Moore next describes the last of Robinson's trilogy, Lila, aptly named after an orphaned, abused, almost enslaved wild-child like woman. Like Robinson's other novels, it
doesn't shrink from mystery or suffering, from those vertiginous gaps between our existence and our understanding of it. In one of the most beautiful twists in contemporary fiction, the prickly, vagrant Lila, haunted by a past of grinding hardship and neglect and stumbling on her wanderings into insignificant Gilead, finds herself the wife of the kind old Reverend, carrying his child and living an existence she can't quite grasp as her own.
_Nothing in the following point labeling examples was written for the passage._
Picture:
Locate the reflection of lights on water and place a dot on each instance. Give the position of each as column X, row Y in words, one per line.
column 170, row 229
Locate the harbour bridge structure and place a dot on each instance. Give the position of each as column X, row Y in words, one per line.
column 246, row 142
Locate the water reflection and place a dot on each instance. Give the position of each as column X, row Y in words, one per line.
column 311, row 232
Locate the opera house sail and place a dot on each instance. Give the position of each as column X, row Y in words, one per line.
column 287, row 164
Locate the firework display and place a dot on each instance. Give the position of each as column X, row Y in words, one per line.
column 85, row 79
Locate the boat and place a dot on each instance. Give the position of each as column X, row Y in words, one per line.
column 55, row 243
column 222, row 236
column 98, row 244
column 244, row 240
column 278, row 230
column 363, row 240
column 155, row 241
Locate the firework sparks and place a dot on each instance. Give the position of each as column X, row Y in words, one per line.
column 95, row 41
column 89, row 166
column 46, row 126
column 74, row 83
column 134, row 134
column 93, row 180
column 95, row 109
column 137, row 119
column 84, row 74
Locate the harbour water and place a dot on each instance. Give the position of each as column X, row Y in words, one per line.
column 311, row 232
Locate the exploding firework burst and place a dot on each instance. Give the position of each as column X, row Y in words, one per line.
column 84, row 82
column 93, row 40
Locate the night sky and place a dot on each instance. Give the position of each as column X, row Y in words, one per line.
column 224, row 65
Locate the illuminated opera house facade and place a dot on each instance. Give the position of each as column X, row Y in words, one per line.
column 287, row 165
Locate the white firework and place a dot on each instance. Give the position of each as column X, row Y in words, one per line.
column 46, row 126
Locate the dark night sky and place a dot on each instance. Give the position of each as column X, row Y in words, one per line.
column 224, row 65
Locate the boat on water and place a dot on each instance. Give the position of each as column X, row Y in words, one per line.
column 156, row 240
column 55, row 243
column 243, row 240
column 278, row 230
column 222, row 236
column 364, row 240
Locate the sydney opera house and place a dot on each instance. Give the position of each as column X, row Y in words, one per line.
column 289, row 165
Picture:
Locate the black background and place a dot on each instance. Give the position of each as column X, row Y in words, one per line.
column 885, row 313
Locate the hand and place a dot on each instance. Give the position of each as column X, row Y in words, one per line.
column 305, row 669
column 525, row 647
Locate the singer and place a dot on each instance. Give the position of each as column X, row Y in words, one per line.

Both husband and wife, working from very different premises and personal histories, grapple with the scale and the burden of human suffering, as well as the glories of human life. “Life on earth is difficult and grave, and marvellous”, Ames writes, and reads aloud to Lila. “Our experience is fragmentary. Its parts don't add up. They don't even belong in the same calculation”. Neither Ames nor Robinson attempt a theodicy: a “defence” of God's existence and goodness in the face of evil and suffering not least depicted in Atwood’s Gilead]. Lila is not, after all, “religious” literature. It simply bends its gaze on a faith that is unsqueamish, experientially full, and interpretatively meaningful for those who hold it.
In a time when Christianity Today has replaced John Wilson’s wonderful engagement of Books & Culture with a largely in-house magazine of religious literature, we can only pray for more Robinsons and more glorious awe-dinary Gileads. And in a time when media depictions of messianic male violence make us wince and shamed, we look to more Robinsons for a depiction of humble-Christ-like love and service as minister, husband, father and faithful friend, in the non-hagiographical Rev. Ames.
Gordon Preece is Director of Ethos and of RASP, the Centre for Research in Religion and Social Policy, University of Divinity.